Por otro lado, cuando el aforista reproduce una cita culta, además de homenajear (o de profanar, incluso) a quienes les precedieron en la vasta tarea de nombrar el mundo, interpelan también al lector, a un destinatario al que suponen leído y cultivado, capaz de detectar esas referencias y esos monumentos de la tradición. No se trata de que el público deba haber leído todas esas obras a las que se aluden; se trata de que ese destinatario capte el recurso, de que no se contente con la ignorancia arrogante.
Si es así, el procedimiento de la cita culta eleva al lector, tratado por el aforista con inteligencia y con respeto. Los buenos autores no hacen exhibición impúdica de esa cultura que atesoran para deslumbrar al indefenso público que asistiría impávido al espectáculo de su pedantería. Lo que hacen es tratarlo como a un igual dándole unos recursos que no son arcanos, sino herencia común que mutuamente nos podemos prestar.
He leído últimamente a Ramón Eder y a Andrés Neuman. Del primero, Relámpagos (2013, Cuadernos del Vigía); del segundo El equilibrista, una reedición (2014, Acantilado) cuya aparición original data de 2005.

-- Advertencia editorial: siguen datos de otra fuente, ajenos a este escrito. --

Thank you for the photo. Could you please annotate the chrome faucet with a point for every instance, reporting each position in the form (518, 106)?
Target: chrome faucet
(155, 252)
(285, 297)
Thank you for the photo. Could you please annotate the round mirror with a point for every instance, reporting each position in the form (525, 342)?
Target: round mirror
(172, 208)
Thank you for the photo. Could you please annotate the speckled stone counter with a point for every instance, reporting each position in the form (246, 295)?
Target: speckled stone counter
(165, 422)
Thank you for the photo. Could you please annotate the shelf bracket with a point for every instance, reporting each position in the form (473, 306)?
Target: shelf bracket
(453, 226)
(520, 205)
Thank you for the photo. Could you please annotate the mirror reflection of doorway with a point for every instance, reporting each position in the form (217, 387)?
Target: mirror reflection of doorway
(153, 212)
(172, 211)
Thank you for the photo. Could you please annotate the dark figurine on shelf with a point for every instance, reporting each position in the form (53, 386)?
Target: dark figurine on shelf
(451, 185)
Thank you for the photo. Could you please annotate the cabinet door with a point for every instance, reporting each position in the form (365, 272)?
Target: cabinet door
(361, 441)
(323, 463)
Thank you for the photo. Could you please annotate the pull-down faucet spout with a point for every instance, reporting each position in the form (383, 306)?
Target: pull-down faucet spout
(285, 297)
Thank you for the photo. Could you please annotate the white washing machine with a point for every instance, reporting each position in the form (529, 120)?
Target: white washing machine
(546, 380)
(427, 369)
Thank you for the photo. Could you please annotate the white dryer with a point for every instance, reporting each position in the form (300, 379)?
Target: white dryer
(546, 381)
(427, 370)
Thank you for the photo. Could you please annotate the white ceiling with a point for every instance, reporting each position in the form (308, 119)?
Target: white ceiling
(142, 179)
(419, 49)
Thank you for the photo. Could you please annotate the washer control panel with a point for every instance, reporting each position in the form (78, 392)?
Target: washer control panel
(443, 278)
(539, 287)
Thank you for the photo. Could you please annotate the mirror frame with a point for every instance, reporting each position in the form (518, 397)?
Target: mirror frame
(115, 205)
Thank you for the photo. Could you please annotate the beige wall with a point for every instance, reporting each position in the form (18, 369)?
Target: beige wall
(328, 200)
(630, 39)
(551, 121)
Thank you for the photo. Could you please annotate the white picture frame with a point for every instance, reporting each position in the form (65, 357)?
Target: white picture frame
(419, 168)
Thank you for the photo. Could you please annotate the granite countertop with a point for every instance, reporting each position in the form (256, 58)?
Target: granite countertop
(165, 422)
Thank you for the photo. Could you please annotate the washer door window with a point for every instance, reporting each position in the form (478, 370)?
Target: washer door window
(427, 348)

Ramón Eder se vale insistentemente del humor, del efecto parodia, de la causticidad de la frase obvia vuelta del revés. Su obra es un saludable tónico: unos sorbitos, unos aforismos, en tiempos de desazón y su prosa nos despierta de la modorra en la que vivimos. Ataca nuestra pereza intelectual, el simple acomodo de quienes se conforman con la tradición o con lo nuevo, con lo heredado o con la revolución que ya, que ya está.

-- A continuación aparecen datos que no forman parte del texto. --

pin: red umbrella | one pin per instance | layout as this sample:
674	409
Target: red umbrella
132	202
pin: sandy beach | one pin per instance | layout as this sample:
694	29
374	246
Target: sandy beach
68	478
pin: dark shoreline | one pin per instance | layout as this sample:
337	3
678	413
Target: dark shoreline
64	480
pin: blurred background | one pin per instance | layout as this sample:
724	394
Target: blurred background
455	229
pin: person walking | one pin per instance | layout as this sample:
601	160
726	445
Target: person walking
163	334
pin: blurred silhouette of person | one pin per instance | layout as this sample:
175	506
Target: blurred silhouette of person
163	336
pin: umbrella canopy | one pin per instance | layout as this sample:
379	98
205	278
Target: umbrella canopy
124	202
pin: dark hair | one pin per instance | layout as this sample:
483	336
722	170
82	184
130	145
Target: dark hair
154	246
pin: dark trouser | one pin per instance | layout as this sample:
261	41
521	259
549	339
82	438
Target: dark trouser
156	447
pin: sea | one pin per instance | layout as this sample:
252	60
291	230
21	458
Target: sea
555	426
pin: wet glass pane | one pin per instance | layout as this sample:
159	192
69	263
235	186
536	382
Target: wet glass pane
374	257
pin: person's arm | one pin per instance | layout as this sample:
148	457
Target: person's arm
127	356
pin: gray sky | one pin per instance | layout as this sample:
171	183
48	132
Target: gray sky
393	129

Para el Andrés Neuman de El equilibrista, lo humorístico no es prioritario. Él es ciertamente un moralista que nos interpela con paradoja. No hace falta esbozar una sonrisa. La inversión de lo obvio te hace pensar. Neuman no es un fanático (tampoco Eder), no es un seguidor acérrimo de líderes políticos o espirituales que prometen cambiarlo todo. Sabe mucho de la naturaleza humana, del sano escepticismo que conviene mantener y espera lanzar sus dardos como juego y acicate. No se deja impresionar por los cantos de sirena. En estos tiempos no es mal ejemplo.
Me gusta la imagen de El equilibrista. Mantener el equilibrio no es permanecer al margen o guardar la equidistancia ideológica. Parafraseo a Neuman: el equilibrista teme la caída, pero aspira a lo a más alto. ¿Para qué? Para divisar mejor. Aspira a la altura que la chata evidencia de las cosas no nos deja ver. Lo mismo, lo mismito que Ramón Eder.
¿Y esto para qué sirve? Sirve para mejorarnos. Felices descubrimientos en tiempos de cháchara política, excesos periodísticos y locuacidades de baratillo.